刻まれた皺の深い顔には、村の歴史が刻まれていた。
その瞳には、長年の重責と疲労が滲み出ている。
周りでは住民達があくびをしながら桑で畑を耕しており、羊は放し飼いにされていた。
シヴァンは憤慨した。
ーーこんな長閑で平和そうな村を荒らし、あまつさえ住民の命を奪うなど言語道断だ!!
村長の言葉を受けた次の日。
冒険者達はオークを探しに山にやってきた。
メンバーは得意の探知魔法でオークの場所を探し当てる。
洞窟の入り口は茂みに隠れており、一見すると分かりにくかった。
3mほどの体格をした2匹のオークは、シヴァン達を見ると逃げ出した。
当然我々は追いかけ、壁に追い詰めたオークに剣を刺そうとするとーー
「ちょっと待ってください!!」
その声とともオークとの間に割って入ったのは、ルーペを手に持ちウサギのような耳を生やした、利発そうな獣人の少女だった。
「貴方がた、オークちゃんを殺すのは待ってもらえませんか?」
「あ、アンタどこから現れた…何者だ!?そしてなぜ邪魔をする!?」
「私は不幸な出来事を未然に解決するために動いている、トラブル調査解決団のミミィです。
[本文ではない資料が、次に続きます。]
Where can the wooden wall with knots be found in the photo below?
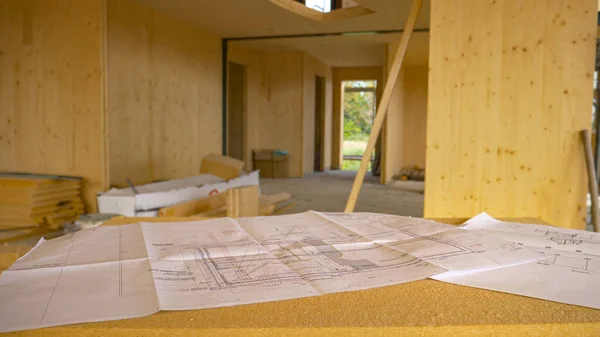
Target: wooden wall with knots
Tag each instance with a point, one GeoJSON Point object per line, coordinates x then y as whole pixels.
{"type": "Point", "coordinates": [510, 86]}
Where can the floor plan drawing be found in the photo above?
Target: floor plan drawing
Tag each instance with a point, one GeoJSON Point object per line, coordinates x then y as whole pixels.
{"type": "Point", "coordinates": [445, 245]}
{"type": "Point", "coordinates": [569, 273]}
{"type": "Point", "coordinates": [135, 270]}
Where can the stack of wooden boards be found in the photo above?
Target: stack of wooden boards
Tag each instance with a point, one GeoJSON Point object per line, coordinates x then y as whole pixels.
{"type": "Point", "coordinates": [236, 202]}
{"type": "Point", "coordinates": [29, 200]}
解決にあたっては報酬をもらっています。よろしくお願いします」
いきなり名刺を渡されシヴァンは虚を突かれた。
ミミィは続ける。
「……貴方がたはクエストを受ける時不思議に思いませんでしたか?
村は平和そのものですよ。
聞くところによると村の人達は大勢犠牲になったそうですね。
貴方がたは村人の様子を見てどう想いました?
いつ襲われるかも分からないような態度をしてましたか?」
ーーそう言われれば、村人の様子は平和そのものだった気が……
「いいですか。私がオークちゃんに翻訳魔法をかけます。
彼らの言い分も聞いて下さい」
その獣人の少女はミミィという名前を名乗ったあと魔法を唱え始め
オークにやらわかな光が当たる。
そのオークのうち一人はいきなりとんでもないことを言い出す。
「うう、オデ達は、あの村のニンゲンと、やってきた冒険者に大勢殺されたダヨ…
ミンナの体はアイツラに取られたダ…
ミンナ、ミンナ死んじまってとうとうオデ達二人だけに…
オデ達が何をしタ!!」
ーーこれはどういう事だ?
村の住民が殺されてるのではないか?
これではまるでアベコベではないか!!
「ふざけるな!!お前たちの妄言になど騙されるものか!!」
「じゃあ、こっちにくるンダ……」
オークについて行き洞窟の奥に行くとおびただしい数の、真新しい墓が現れた。
「あの墓はドマ、あれはンナンナ、そっちはゼミ……それからそれから……」
オークは無数の墓を指差し名前を挙げていく。
「皆死んじまったダヨ……体もなくて、その墓の中は空っぽダ……」
オークは寂しそうな声で訴える。
ーーそういえばこのオークたちは我々をみるなり逃げ出していたが。
しかしシヴァンはオークの言うことを鵜呑みには出来なかった。
「しかしこれを見たからと行って村人達がオークを虐殺したとは限らないし、村人が襲われなかった証拠にもならないだろ?」
「おっしゃるとおりです。だからあなたがたはこれから村に戻り、よく観察してください。村全体を」
いたずらっぽい笑みを浮かべながら、ミミィは楽しそうに言った。